XML and Bibliographic “Micro-Content”

Posted in General on November 13th, 2003 by darcusb – Comments Off

Earlier I posted an example of how xml markup can be used to encode meaning in bibliographic data. In the example I gave, I used it to attach metadata to a quoted excerpt from a work. This reflects my general interest in greatly enhancing annotation support in bibliographic systems.

How to apply to this to the world of GUIs? The new weblog system Syncato provides a hint, and Jon Udell gives an illustration of how one can use url-based xpath expressions to extract microcontent.

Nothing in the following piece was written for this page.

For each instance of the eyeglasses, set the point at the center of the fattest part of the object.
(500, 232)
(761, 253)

So what if instead of using such a system for posting on and querying a weblog, one used it to query and view bibliographic entries, complete with metadata enriched annotations? And what if the returned results themselves had hot-linked queries attached to particular information?

Say we have my earlier example, slightly modified to add additional markup:

<para>A <emphasis>paragraph</emphasis> with a <quote name="John Doe" name-id="doej" keywords="one two three">quote that includes <emphasis source="original">emphasis</emphasis></quote>.</para>
I have a simple search field in which I search for a keyword of “one,” which returns a record that includes the following:


A paragraph, with a quote that includes emphasis [source: John Doe; emphasis in original].

The link on the source name above is non-functional, but you could imagine it contained an expression that allowed the user to click on the link and get all results for “John Doe,” which in this case might just be a note attached to a name record.

Now imagine extending this to author names, to keywords, etc., etc.